Ukrainian Jews Celebrate Passover Amid Crisis
Jews around the world are celebrating the beginning of Passover tonight. The holiday commemorates the exodus from slavery into freedom. For Jews in Ukraine, the holiday has an especially powerful meaning this year, coming on the heels of a secular revolution. NPR’s Ari Shapiro reports for Here & Now from Donetsk.
At every Passover table tonight, the youngest child will sing this song. Children at a synagogue in Kiev are learning the words to “Mah Nishtana.” They ask in Hebrew: What makes this night different from all other nights?
Adults in Ukraine can ask a similar question this year: What makes this Passover different from all others? It’s a question Rabbi Alexander Duchovny has been thinking about a lot. He uses a Hebrew phrase to describe it.
“Passover is z’man heiruteinu. Time of our liberty. Time of freedom. And especially for Ukrainian Jewry, and for Ukrainians. This is time of liberty,” he says.
Duchovny is a progressive rabbi, and like many Jews in Kiev, he joined thousands of protesters in Independence Square this winter, demanding a change in government.
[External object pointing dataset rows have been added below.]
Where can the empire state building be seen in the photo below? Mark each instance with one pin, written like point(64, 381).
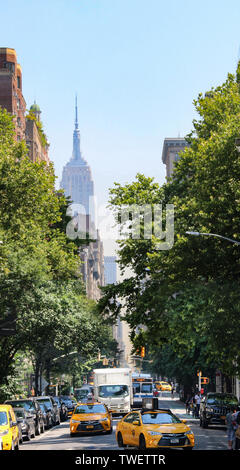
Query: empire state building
point(76, 176)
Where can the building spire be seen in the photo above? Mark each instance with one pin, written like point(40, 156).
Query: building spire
point(76, 154)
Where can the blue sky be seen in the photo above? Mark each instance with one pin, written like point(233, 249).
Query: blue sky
point(135, 65)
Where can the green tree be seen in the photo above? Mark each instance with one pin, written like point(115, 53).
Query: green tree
point(203, 271)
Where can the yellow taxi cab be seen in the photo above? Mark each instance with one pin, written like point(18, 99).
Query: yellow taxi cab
point(8, 428)
point(163, 386)
point(148, 429)
point(90, 417)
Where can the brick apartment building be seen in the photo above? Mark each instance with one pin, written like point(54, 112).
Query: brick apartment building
point(11, 98)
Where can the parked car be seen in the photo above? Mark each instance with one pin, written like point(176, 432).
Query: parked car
point(62, 408)
point(26, 423)
point(51, 406)
point(9, 433)
point(68, 403)
point(32, 406)
point(214, 408)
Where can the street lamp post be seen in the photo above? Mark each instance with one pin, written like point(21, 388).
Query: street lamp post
point(215, 235)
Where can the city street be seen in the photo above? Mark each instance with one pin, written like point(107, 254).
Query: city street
point(58, 438)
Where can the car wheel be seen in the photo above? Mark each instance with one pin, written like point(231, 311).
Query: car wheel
point(142, 442)
point(120, 440)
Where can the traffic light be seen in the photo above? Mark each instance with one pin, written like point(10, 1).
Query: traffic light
point(142, 351)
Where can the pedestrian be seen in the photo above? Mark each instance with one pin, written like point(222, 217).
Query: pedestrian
point(236, 425)
point(231, 427)
point(197, 403)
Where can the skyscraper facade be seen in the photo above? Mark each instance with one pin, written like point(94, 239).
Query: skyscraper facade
point(76, 176)
point(170, 154)
point(78, 185)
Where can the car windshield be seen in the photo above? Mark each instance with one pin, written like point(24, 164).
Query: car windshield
point(136, 387)
point(28, 404)
point(3, 418)
point(222, 400)
point(113, 390)
point(159, 418)
point(82, 393)
point(87, 409)
point(66, 398)
point(43, 406)
point(147, 388)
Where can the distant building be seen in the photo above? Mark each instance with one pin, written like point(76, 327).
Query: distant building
point(110, 269)
point(76, 176)
point(11, 97)
point(170, 154)
point(35, 138)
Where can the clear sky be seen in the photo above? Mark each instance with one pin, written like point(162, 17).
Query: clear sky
point(135, 65)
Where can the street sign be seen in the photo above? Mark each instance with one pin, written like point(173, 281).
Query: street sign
point(8, 326)
point(204, 380)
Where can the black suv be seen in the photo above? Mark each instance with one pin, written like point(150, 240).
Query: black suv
point(215, 406)
point(62, 408)
point(52, 407)
point(32, 406)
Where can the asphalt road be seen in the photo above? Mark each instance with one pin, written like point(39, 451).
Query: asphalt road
point(58, 438)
In the Passover story, Moses demands that Pharaoh “Let my people go.” And Duchovny sees a thread connecting ancient Egypt to modern-day Ukraine.
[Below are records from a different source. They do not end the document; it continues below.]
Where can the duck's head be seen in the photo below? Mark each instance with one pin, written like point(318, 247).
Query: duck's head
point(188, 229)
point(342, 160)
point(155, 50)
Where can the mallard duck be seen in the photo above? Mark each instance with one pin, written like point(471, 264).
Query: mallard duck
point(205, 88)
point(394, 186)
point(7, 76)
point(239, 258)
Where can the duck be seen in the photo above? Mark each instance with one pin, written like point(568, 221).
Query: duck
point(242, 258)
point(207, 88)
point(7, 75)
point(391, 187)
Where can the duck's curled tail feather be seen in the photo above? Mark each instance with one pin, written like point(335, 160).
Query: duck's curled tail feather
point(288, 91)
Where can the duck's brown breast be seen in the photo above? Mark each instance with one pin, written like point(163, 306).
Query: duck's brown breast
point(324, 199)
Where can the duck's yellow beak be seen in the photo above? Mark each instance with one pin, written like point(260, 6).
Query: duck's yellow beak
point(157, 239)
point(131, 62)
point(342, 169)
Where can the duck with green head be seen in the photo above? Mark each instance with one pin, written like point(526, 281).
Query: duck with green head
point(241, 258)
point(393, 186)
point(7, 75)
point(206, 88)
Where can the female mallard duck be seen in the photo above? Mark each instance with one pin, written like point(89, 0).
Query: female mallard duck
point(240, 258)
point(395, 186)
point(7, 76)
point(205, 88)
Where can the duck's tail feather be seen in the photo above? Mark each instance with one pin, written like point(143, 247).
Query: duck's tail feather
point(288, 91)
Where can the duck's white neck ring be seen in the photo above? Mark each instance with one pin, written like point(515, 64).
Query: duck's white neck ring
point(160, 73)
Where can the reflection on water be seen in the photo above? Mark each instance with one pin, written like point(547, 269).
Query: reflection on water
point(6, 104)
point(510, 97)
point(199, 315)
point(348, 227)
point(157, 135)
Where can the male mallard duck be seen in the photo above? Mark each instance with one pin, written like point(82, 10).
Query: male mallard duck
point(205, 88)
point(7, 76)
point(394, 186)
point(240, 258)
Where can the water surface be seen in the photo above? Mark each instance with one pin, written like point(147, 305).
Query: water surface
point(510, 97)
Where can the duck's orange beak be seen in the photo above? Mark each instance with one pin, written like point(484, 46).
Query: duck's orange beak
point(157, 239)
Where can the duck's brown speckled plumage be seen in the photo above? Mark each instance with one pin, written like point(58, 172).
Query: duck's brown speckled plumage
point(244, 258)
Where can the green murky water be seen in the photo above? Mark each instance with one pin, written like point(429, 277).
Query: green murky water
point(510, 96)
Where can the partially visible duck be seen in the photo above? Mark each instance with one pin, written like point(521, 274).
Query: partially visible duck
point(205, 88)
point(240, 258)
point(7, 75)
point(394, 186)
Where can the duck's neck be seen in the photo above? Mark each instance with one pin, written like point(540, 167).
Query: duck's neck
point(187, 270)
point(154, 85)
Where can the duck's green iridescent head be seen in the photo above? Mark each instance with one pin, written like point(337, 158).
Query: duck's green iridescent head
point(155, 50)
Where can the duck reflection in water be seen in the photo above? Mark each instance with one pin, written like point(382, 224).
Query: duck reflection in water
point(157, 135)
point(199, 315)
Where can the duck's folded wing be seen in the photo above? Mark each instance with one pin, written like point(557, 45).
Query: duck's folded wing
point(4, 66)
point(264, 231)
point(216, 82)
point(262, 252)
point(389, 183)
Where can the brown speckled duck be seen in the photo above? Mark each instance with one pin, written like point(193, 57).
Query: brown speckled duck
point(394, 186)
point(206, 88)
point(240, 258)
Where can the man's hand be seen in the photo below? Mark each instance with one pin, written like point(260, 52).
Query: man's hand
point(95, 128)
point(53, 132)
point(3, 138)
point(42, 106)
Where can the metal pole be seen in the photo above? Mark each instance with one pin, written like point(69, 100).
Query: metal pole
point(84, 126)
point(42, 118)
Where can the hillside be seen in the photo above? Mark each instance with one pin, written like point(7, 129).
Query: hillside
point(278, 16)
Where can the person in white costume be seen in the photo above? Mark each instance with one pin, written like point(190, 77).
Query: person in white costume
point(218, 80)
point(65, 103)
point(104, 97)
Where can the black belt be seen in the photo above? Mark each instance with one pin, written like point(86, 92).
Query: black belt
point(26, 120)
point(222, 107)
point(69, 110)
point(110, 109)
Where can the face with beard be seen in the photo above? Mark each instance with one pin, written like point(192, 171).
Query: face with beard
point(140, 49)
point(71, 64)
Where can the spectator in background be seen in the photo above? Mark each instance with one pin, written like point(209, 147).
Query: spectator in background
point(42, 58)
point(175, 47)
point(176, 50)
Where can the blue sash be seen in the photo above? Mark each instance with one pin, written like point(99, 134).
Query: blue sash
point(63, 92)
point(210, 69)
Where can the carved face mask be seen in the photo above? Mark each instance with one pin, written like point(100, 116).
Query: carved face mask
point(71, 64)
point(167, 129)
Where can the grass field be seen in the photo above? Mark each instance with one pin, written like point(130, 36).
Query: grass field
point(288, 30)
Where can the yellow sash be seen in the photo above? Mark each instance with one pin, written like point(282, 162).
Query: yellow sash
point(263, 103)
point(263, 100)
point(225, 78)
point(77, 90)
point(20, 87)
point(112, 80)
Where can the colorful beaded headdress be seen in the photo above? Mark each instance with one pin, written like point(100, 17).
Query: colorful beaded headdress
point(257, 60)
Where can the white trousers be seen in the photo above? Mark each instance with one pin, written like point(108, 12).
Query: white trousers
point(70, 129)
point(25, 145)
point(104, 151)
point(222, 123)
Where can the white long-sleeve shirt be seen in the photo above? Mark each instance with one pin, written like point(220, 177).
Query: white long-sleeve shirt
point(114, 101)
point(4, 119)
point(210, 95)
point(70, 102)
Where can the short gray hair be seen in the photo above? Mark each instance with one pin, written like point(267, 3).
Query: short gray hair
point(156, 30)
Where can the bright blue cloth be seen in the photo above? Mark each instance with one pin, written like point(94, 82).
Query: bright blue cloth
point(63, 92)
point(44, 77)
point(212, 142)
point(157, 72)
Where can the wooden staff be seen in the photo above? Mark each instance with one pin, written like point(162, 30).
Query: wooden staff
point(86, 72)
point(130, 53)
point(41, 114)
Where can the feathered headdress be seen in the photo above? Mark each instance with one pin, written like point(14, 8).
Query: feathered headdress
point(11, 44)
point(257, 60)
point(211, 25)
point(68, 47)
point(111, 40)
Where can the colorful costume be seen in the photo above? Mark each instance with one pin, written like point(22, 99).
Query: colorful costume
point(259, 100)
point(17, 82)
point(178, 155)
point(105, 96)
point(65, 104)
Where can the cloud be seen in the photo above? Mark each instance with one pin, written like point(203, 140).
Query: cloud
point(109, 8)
“We started our liberation 3,000 years ago, and we still are in the process,” he says.
The last century of this struggle has been especially difficult for Ukrainian Jews. Massacres. Pogroms. And of course, the Holocaust.
Rabbi Duchovny says he is only alive today because a Ukrainian family sheltered his mother during the war.
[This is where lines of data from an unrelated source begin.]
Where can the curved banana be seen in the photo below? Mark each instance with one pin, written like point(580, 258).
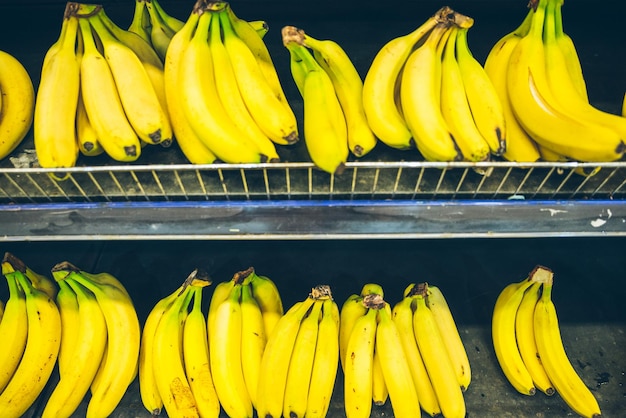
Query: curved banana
point(394, 364)
point(520, 147)
point(438, 305)
point(85, 350)
point(18, 103)
point(275, 362)
point(273, 114)
point(439, 367)
point(201, 105)
point(103, 104)
point(402, 314)
point(539, 112)
point(225, 354)
point(120, 363)
point(455, 106)
point(562, 374)
point(482, 96)
point(325, 363)
point(40, 354)
point(14, 324)
point(190, 144)
point(525, 336)
point(231, 96)
point(54, 123)
point(420, 96)
point(253, 340)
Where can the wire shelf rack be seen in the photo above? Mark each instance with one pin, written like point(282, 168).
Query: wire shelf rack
point(414, 180)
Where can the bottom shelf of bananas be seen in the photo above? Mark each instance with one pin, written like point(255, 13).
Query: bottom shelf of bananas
point(298, 329)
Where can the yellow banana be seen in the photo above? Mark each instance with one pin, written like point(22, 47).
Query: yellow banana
point(85, 351)
point(525, 336)
point(325, 363)
point(231, 96)
point(103, 104)
point(225, 354)
point(201, 105)
point(190, 144)
point(455, 106)
point(439, 367)
point(271, 112)
point(402, 314)
point(438, 305)
point(54, 124)
point(562, 374)
point(420, 96)
point(275, 362)
point(40, 354)
point(482, 96)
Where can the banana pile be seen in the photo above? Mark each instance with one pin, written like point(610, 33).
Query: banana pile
point(538, 76)
point(528, 345)
point(85, 323)
point(332, 92)
point(223, 92)
point(17, 102)
point(426, 90)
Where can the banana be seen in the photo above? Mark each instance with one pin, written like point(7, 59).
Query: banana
point(103, 103)
point(402, 314)
point(520, 147)
point(440, 369)
point(482, 96)
point(231, 96)
point(275, 362)
point(539, 112)
point(119, 365)
point(325, 363)
point(14, 325)
point(525, 336)
point(503, 333)
point(268, 298)
point(201, 105)
point(271, 112)
point(420, 96)
point(190, 144)
point(325, 129)
point(379, 85)
point(301, 364)
point(196, 357)
point(562, 374)
point(253, 340)
point(139, 99)
point(40, 354)
point(225, 354)
point(54, 123)
point(85, 351)
point(349, 89)
point(455, 106)
point(168, 365)
point(394, 365)
point(18, 103)
point(438, 305)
“My mother was a teenager when she was taken to be killed. On the way to be killed, she ran away together with her younger sister and a Ukrainian family saved my mother.”
Ukrainian Nazi collaborators killed his grandparents, his aunts, and his uncles. But he chooses to focus on the other side of the coin: The Ukrainians who kept his mother alive.
Decades after the Holocaust, during the Soviet era, people whose passport said “Jewish” were not allowed to attend the University of Kiev. Leonid Fineberg had that experience.
Today, Fineberg runs the Jewish studies department at the National University of Kyiv-Mohyla Academy, the university that once refused to admit Jews.
“The rate of anti-Semitism in Soviet times was extremely high. But it wasn’t just Jewish people. Ukrainian dissidents couldn’t find jobs either. Everybody had these problems,” Fineberg says.
Across town, there’s a Hasidic synagogue, where Orthodox Jews have been worshipping, sometimes in secret, for more than 100 years.
Israel Radutsky is the groundskeeper here. He remembers when he was a child how cautious people had to be when they celebrated this holiday.
“People could come here at Passover and get some matzah,” he says. “But they had to hide it inside of a pillowcase so nobody knew they were carrying it.”
So now, the people of Ukraine have overthrown the government they saw as oppressive and corrupt. But the story is still unfolding.
Protesters and government forces are shooting at each other in the East. Russia has annexed Crimea. Rabbi Duchovny says this underscores a central lesson of the Jewish experience.
“ Liberation never ends. Liberation starts. And it goes and goes and goes. And this is what Jewish people learned during the centuries.”
I asked each person I interviewed: Where in the Passover story are Ukraine’s Jews right now? Are you enslaved in Egypt, still living under the Pharaoh? Are you wandering in the desert for 40 years?
Everybody gave a different answer. But not one person said they had reached the promised land.